Orchestration: As the complexity of data pipelines increases, a robust orchestration system becomes essential. In this context, true orchestration refers to a system that can schedule entire task graphs rather than individual tasks. With such a system, each ingestion task can be initiated at the appropriate scheduled time, and downstream processing and transformation steps can start as ingestion tasks are completed. This leads to a cascading effect where processing steps trigger additional downstream processing steps.

Summary

The article discusses the importance of data ingestion in the data journey lifecycle. The article highlights the various challenges that data engineers may face during data ingestion, such as data velocity, data quality, data access, and source disparity. It also discusses the various sub-layers for the ingestion and how to choose the right tools and technologies to ensure efficient data ingestion.
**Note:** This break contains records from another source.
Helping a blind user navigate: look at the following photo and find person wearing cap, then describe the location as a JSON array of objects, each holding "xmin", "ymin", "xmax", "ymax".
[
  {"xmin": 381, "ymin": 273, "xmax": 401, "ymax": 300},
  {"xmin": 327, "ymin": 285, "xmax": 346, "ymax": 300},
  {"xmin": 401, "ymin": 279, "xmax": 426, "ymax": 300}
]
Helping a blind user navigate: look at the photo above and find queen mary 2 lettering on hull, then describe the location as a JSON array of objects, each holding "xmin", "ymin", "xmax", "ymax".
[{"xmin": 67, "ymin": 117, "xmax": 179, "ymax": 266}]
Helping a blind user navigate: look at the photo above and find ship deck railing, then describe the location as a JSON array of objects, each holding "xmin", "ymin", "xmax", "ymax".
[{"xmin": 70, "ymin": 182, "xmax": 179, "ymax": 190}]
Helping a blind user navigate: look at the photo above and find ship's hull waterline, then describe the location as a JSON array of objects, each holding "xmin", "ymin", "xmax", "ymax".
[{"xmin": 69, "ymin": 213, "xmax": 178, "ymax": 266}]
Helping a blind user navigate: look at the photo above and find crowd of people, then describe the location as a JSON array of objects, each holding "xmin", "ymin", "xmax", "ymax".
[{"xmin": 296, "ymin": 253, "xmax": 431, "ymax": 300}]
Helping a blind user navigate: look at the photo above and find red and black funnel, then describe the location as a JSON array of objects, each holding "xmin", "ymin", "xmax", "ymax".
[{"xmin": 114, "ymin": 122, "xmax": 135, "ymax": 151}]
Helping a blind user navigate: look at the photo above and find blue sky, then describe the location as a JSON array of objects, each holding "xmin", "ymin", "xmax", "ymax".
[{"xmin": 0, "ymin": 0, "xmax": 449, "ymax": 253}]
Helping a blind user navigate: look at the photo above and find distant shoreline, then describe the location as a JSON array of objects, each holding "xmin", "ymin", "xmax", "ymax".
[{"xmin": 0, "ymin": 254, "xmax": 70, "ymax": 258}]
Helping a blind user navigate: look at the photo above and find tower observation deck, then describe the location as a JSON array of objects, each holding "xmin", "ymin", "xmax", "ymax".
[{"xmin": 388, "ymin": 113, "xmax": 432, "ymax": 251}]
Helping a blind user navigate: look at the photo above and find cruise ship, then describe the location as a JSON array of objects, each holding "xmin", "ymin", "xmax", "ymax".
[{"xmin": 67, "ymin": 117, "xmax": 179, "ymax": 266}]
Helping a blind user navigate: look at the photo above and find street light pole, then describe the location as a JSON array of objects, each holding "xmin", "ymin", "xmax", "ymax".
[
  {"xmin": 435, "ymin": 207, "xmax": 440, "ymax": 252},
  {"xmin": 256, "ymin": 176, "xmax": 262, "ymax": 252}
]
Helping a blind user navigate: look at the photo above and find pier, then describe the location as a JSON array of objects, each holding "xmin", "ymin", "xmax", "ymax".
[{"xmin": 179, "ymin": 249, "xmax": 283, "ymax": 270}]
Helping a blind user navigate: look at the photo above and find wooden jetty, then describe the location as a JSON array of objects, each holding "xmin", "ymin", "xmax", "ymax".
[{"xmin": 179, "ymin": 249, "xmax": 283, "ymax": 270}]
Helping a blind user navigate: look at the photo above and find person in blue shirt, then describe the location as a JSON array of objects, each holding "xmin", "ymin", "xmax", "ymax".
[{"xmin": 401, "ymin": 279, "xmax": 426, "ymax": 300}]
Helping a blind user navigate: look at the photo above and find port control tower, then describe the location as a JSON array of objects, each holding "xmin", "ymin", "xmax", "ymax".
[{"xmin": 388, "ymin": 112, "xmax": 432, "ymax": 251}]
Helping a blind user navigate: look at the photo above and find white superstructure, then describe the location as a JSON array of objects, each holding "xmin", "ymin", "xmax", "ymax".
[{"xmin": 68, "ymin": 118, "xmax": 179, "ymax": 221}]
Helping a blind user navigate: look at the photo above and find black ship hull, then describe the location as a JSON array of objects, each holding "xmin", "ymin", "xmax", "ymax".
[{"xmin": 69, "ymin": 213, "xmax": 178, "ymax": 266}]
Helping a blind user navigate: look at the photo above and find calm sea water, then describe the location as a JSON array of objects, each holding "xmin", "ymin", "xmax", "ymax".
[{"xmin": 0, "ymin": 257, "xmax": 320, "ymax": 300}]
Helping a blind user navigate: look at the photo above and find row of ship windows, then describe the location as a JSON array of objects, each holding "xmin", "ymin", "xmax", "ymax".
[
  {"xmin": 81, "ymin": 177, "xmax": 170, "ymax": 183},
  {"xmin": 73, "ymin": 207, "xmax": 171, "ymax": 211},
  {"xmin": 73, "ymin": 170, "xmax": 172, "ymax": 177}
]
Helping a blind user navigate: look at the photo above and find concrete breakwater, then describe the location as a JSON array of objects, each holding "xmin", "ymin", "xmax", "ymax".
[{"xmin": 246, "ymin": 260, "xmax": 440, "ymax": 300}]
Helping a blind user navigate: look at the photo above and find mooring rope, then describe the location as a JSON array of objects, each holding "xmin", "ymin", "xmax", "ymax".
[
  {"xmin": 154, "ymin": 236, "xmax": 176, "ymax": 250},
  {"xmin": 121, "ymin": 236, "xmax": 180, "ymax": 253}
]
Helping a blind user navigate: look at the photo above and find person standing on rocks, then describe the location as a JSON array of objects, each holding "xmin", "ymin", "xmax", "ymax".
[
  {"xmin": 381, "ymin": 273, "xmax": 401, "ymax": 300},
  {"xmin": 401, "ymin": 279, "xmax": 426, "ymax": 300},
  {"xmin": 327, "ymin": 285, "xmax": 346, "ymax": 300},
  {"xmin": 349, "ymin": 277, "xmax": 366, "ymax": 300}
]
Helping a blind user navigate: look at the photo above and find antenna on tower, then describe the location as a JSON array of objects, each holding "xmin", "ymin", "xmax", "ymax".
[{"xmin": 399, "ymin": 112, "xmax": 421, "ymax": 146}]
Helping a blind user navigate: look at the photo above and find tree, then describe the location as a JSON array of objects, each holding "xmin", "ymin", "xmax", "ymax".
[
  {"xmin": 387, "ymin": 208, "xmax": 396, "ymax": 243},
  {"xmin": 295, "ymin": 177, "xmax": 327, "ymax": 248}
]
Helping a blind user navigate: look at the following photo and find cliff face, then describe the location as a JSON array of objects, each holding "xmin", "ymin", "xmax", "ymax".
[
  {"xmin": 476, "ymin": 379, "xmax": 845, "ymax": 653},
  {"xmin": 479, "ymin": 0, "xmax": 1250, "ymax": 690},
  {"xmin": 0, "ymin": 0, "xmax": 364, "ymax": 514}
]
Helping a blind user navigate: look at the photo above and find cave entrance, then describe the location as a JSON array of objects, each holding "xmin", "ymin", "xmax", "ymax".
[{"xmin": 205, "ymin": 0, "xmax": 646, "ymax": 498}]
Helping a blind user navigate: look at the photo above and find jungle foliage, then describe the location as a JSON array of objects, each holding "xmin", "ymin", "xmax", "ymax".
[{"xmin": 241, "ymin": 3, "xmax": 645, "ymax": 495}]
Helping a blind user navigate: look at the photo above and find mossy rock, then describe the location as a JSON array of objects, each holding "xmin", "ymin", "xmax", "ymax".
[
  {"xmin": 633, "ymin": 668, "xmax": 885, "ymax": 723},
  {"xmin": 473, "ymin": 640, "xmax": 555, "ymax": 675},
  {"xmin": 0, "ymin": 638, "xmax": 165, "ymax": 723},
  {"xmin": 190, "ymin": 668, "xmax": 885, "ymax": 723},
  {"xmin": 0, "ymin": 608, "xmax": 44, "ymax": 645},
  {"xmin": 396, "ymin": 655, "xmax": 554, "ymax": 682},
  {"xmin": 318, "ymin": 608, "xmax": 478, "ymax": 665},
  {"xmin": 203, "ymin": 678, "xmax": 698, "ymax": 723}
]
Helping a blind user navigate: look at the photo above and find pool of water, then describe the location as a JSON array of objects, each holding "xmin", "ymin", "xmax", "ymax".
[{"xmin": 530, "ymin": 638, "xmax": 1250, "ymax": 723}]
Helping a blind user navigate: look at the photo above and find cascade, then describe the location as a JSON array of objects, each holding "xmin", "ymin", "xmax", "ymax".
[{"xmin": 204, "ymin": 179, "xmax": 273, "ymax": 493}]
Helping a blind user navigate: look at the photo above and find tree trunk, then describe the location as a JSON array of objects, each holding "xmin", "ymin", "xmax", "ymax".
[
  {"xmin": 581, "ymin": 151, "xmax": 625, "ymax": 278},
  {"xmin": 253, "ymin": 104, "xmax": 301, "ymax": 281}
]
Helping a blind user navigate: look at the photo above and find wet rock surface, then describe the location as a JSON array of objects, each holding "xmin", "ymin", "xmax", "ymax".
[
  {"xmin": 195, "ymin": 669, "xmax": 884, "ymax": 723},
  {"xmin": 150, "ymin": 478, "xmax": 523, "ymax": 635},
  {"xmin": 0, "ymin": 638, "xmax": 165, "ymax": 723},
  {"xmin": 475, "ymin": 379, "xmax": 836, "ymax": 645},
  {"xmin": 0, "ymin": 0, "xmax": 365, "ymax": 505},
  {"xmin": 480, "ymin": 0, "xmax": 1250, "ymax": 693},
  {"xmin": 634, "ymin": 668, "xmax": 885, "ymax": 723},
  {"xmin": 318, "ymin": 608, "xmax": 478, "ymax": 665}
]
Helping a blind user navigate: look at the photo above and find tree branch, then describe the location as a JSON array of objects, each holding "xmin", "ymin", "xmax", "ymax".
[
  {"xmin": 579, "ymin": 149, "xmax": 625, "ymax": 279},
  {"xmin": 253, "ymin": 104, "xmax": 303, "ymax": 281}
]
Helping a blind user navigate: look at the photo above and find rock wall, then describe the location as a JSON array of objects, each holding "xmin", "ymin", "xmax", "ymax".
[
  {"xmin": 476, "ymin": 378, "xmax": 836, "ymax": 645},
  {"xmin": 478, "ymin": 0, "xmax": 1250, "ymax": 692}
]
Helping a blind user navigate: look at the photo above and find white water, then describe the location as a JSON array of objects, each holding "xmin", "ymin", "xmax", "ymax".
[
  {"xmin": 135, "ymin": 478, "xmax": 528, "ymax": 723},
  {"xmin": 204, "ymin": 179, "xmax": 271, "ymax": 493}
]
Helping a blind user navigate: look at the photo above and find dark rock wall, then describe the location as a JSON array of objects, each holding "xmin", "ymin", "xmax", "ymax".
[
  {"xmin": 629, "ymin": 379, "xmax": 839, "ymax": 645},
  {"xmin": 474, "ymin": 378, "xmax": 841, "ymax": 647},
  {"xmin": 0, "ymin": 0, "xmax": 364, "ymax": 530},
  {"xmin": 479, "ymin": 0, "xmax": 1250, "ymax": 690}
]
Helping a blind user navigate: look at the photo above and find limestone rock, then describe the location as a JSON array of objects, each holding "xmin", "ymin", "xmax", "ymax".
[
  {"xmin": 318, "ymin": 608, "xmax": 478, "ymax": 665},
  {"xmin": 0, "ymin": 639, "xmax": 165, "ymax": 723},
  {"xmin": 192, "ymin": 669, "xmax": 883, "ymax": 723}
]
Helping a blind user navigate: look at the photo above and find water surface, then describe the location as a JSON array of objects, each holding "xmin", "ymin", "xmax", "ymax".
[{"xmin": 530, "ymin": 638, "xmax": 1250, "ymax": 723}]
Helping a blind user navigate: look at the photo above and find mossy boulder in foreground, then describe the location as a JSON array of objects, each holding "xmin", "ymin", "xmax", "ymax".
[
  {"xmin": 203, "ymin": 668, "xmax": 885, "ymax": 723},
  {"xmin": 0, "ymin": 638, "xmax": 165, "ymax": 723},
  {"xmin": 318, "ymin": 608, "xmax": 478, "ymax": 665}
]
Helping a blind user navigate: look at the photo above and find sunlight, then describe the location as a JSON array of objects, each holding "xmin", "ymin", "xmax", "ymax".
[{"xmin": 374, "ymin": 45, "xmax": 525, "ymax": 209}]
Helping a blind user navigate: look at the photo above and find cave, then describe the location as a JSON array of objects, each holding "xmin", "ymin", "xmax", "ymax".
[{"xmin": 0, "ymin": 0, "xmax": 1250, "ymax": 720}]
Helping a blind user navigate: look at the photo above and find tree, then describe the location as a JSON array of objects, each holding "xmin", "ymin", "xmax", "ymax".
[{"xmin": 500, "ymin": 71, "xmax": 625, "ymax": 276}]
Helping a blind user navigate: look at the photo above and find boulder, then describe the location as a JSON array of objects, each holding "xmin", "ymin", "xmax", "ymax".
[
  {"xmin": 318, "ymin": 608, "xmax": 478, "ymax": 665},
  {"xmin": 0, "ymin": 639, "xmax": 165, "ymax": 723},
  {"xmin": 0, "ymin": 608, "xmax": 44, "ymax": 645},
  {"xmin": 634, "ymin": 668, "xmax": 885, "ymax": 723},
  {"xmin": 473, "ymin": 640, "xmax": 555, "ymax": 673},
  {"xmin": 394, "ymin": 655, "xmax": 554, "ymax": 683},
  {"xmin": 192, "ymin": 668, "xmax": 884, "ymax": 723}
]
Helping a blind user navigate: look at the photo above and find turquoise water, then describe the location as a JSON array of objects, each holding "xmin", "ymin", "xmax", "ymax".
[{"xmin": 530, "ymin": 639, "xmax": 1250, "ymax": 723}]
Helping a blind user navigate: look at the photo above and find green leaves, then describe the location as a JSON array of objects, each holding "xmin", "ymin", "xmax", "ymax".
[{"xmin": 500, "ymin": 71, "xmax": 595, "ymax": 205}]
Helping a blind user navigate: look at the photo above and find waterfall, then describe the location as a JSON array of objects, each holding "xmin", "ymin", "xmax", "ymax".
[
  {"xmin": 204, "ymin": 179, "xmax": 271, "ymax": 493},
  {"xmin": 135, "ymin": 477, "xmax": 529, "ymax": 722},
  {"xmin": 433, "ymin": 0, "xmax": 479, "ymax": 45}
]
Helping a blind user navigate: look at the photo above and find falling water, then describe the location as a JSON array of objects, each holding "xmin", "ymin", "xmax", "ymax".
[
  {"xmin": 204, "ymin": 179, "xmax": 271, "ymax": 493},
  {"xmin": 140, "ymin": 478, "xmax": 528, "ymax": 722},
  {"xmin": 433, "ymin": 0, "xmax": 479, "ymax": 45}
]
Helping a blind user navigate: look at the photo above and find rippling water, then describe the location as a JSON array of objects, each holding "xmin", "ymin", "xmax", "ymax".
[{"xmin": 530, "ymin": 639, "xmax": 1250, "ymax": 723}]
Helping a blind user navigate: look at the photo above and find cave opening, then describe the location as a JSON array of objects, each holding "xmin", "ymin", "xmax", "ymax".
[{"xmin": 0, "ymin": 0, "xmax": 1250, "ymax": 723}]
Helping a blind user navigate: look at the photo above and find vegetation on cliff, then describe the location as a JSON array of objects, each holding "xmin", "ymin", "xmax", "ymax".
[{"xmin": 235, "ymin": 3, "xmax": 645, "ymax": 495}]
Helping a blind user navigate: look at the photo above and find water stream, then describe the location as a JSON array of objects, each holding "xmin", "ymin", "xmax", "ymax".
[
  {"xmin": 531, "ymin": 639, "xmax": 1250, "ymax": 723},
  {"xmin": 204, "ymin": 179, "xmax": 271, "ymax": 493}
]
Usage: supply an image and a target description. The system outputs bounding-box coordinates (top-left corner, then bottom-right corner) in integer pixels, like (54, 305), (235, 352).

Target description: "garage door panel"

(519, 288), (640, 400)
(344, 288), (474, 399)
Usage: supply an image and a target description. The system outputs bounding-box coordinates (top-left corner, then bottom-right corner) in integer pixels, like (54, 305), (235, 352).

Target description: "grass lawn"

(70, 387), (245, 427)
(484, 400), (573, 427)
It also emphasizes the importance of properly monitoring and putting in place data contracts to ensure data reliability, better data quality, and effective incident response. Finally, it discusses the role of data management in data ingestion, including data cataloging, schema changes, and compliance with ethics and privacy regulations.

References

James Denmore, Data Pipelines Pocket Reference: Moving and Processing Data for Analytics (O’Reilly 2021).
Reis, J. and Housley, M. Fundamentals of data engineering: Plan and build robust data systems. O’Reilly Media (2022).
“Decomposing the Data System”, Aurimas Griciūnas (SwirlAI).